И все-таки Михаил не пощадил его, а снова ударил по черепу — до того в нем все вдруг вздыбилось да ощетинилось!
— А кто, кто будет поправлять-то? — заорал он вне себя. — Мы, колхозники, да? Наш ведь председатель-то, правильно? Правильно я говорю, нет?
Илья согласно кивнул. Ребята, перестав бегать, уставились на них.
— Ну дак вот, полюбуйся! — Михаил выхватил из кармана письмо, прихлопнул его своей тяжелой лапой к столу. — Полюбуйся, как поправили колхознички!..
Илья не спеша, с обычной своей обстоятельностью развернул бумагу, надел очки.
Читал долго, хмурился, вздыхал — в общем, искал зацеп, чтобы самому увернуться.
Наконец нашел:
— Тут, по-моему, знаешь, чего не хватает? Самокритической линии. В части того, что Лукашин нарушил закон. Есть такой закон — в хлебопоставки никакой раздачи хлеба. Так что арестовали его по закону. Но учитывая, что данный председатель нарушение сделал, исходя не из личных интересов…
Михаил, не дослушав, отвернулся. Нет ничего хуже — смотреть на человека, который на твоих глазах начинает крутить восьмерки!
А в общем-то, ежели говорить начистоту, претензий к Илье у него не было. Человек в колхозе не жил. Партийный… Характер, известно, не матросовский. Всю жизнь Марьи боялся…
Э-э, да чего на пристяжных отыгрываться, когда коренники не тянут!
Михаил протер рукой заплаканное, запотелое окошко.

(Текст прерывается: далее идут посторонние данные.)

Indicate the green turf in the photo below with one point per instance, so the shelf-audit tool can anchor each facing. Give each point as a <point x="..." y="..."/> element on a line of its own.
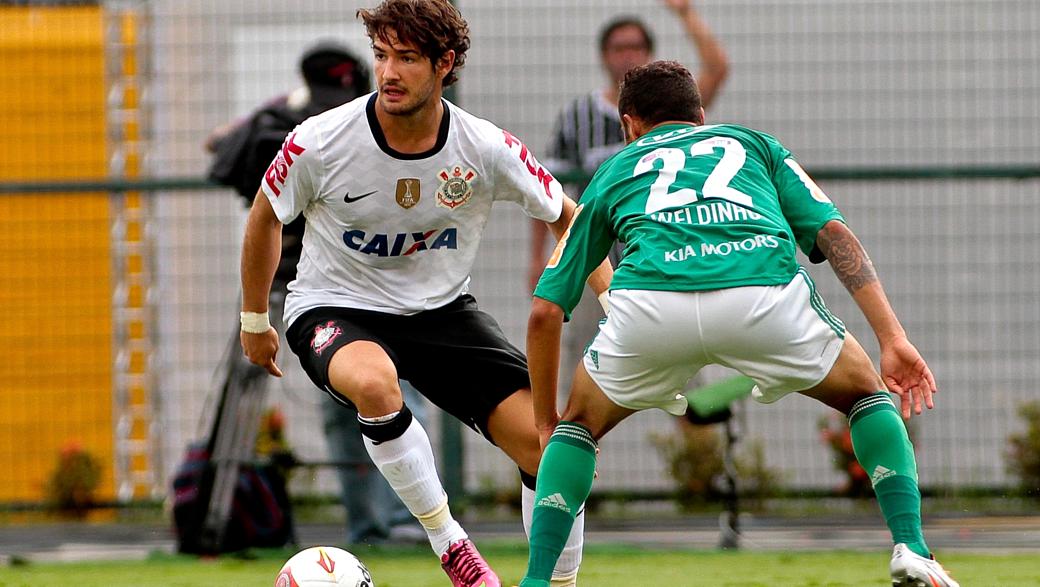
<point x="604" y="566"/>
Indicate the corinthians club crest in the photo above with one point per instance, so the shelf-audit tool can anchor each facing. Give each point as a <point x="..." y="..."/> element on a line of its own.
<point x="323" y="335"/>
<point x="456" y="188"/>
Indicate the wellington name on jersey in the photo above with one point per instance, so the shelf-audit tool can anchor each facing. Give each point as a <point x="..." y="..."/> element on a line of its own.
<point x="396" y="232"/>
<point x="698" y="207"/>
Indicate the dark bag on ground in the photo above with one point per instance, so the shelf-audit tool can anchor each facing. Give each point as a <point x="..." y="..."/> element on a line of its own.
<point x="261" y="514"/>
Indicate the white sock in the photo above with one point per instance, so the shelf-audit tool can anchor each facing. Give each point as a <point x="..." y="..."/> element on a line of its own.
<point x="407" y="462"/>
<point x="570" y="559"/>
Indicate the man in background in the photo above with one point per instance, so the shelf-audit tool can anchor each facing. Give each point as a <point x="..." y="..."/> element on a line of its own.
<point x="588" y="130"/>
<point x="242" y="151"/>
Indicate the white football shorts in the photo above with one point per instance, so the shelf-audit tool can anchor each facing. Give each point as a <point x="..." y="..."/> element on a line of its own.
<point x="652" y="342"/>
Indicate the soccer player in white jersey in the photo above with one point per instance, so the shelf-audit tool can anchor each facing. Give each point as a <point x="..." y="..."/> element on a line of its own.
<point x="395" y="188"/>
<point x="711" y="217"/>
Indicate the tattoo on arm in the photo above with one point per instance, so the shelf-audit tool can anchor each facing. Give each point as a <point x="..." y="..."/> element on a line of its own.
<point x="847" y="256"/>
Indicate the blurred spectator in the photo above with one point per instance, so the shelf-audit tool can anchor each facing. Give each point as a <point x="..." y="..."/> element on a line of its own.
<point x="588" y="131"/>
<point x="242" y="151"/>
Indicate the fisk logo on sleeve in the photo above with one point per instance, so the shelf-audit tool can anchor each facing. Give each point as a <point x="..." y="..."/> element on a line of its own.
<point x="536" y="169"/>
<point x="280" y="167"/>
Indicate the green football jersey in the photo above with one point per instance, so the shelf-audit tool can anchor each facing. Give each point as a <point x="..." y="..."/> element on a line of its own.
<point x="698" y="207"/>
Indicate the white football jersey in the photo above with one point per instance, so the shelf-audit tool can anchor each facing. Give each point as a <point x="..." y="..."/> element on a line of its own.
<point x="396" y="232"/>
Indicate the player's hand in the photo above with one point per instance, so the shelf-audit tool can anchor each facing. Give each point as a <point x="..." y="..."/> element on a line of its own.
<point x="262" y="349"/>
<point x="906" y="374"/>
<point x="678" y="6"/>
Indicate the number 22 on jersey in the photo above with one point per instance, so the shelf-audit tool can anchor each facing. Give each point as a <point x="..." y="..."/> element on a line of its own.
<point x="717" y="184"/>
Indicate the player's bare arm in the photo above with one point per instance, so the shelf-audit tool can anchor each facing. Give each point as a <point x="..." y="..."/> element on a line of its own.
<point x="261" y="251"/>
<point x="715" y="66"/>
<point x="544" y="329"/>
<point x="902" y="366"/>
<point x="600" y="279"/>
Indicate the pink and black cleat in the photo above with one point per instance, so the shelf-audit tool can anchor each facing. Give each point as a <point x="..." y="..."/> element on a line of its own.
<point x="466" y="567"/>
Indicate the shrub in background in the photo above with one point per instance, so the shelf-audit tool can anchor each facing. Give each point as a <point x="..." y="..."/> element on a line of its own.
<point x="1023" y="451"/>
<point x="694" y="455"/>
<point x="72" y="485"/>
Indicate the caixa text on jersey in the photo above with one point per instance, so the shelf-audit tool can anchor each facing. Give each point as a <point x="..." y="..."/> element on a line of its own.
<point x="403" y="244"/>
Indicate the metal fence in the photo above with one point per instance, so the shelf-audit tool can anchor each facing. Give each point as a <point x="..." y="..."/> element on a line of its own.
<point x="120" y="304"/>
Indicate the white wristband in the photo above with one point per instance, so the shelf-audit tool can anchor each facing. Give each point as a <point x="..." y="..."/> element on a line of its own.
<point x="255" y="323"/>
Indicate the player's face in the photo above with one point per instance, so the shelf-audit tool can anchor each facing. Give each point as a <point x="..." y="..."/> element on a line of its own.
<point x="407" y="80"/>
<point x="626" y="48"/>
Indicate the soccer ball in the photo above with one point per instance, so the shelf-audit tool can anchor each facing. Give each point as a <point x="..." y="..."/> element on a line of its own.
<point x="323" y="566"/>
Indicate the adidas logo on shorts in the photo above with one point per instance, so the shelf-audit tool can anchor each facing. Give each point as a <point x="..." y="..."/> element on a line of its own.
<point x="554" y="501"/>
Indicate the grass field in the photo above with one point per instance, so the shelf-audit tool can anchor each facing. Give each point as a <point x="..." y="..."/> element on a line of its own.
<point x="604" y="566"/>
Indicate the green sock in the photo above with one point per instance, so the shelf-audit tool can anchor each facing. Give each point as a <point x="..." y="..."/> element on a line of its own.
<point x="564" y="482"/>
<point x="883" y="448"/>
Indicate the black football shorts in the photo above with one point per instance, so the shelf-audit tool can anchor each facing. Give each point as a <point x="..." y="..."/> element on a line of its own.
<point x="457" y="356"/>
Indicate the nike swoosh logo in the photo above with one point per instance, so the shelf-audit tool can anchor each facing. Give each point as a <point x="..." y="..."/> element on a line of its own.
<point x="349" y="200"/>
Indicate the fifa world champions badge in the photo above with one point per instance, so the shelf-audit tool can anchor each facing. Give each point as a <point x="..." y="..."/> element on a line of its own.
<point x="456" y="188"/>
<point x="323" y="335"/>
<point x="408" y="192"/>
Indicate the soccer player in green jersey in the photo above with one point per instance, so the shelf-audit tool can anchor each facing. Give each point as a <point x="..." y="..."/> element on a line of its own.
<point x="711" y="215"/>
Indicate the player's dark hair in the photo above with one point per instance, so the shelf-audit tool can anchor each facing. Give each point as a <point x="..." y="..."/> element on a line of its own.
<point x="658" y="92"/>
<point x="621" y="22"/>
<point x="434" y="26"/>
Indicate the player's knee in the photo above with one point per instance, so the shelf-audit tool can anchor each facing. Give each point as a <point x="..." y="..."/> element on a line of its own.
<point x="373" y="391"/>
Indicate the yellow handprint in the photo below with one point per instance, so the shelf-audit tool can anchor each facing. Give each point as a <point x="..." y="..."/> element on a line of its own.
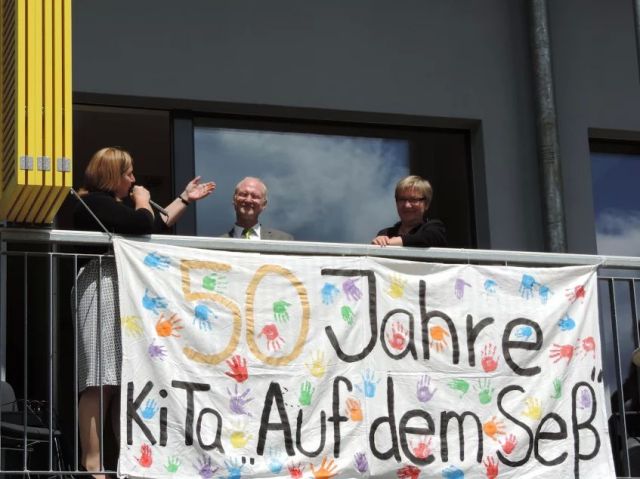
<point x="131" y="325"/>
<point x="534" y="408"/>
<point x="396" y="288"/>
<point x="318" y="367"/>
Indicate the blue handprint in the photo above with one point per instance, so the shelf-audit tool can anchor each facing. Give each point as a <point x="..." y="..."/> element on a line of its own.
<point x="360" y="460"/>
<point x="368" y="383"/>
<point x="154" y="260"/>
<point x="202" y="312"/>
<point x="526" y="286"/>
<point x="544" y="291"/>
<point x="566" y="323"/>
<point x="459" y="286"/>
<point x="490" y="286"/>
<point x="525" y="333"/>
<point x="150" y="409"/>
<point x="329" y="292"/>
<point x="153" y="303"/>
<point x="275" y="460"/>
<point x="452" y="472"/>
<point x="234" y="468"/>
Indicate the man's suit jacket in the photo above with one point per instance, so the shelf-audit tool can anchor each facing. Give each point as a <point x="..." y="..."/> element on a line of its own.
<point x="266" y="233"/>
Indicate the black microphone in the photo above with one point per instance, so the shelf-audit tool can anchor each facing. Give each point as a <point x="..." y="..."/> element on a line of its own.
<point x="153" y="204"/>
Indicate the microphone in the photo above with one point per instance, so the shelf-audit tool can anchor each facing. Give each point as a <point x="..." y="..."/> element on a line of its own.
<point x="154" y="205"/>
<point x="159" y="208"/>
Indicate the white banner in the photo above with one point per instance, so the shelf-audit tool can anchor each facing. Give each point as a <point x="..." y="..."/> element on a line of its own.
<point x="244" y="365"/>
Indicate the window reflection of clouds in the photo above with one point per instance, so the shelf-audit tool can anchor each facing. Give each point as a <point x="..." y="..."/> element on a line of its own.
<point x="616" y="203"/>
<point x="321" y="187"/>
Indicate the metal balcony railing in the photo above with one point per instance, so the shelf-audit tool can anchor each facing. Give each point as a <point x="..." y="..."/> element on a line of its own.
<point x="38" y="360"/>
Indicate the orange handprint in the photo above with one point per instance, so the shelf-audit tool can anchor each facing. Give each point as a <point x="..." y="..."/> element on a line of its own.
<point x="354" y="409"/>
<point x="168" y="327"/>
<point x="326" y="469"/>
<point x="493" y="428"/>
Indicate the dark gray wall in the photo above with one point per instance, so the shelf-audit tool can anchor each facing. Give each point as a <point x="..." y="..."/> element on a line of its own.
<point x="597" y="86"/>
<point x="464" y="59"/>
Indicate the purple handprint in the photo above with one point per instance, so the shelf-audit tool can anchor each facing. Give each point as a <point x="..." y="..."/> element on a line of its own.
<point x="205" y="468"/>
<point x="584" y="399"/>
<point x="237" y="402"/>
<point x="424" y="393"/>
<point x="351" y="290"/>
<point x="459" y="287"/>
<point x="360" y="459"/>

По дороге вышагивали Петр Житов и Егорша. Петр Житов тянул протез пуще обычного, так что можно было не сомневаться, что с бутылкой он уже расправился. Может быть, даже не без помощи Егорши.
Михаил встал:
— Ладно, обживайся помаленьку, а мне пора… — И вдруг, пораженный внезапно наступившей в избе тишиной, обернулся к Илье.
Илья подписывал письмо.
Четко, со старательностью школьника выводил свою фамилию. Буква к букве и без всяких закорючек, так что самый малограмотный человек прочитает.
Потом подумал-подумал и добавил:
Член ВКП(б) с 1941 года.
3
В небе летели журавли.
Тоскливо, жалобно курлыкали, как бы извиняясь: мы-то, дескать, в теплые края улетаем, а тебе-то тут куковать. И день был серенький-серенький — всегда почему-то журавли отчаливают в такие дни.
Но всегдашней тоски на душе у Михаила не было.
Он стоял на нетесовском крыльце, широко расставив свои крепкие сильные ноги, по-крестьянски, из-под ладони, глядел на удаляющийся журавлиный клин, и перед глазами его вставала родная страна. Громадная, вся в зеленой опуши молодых озимей.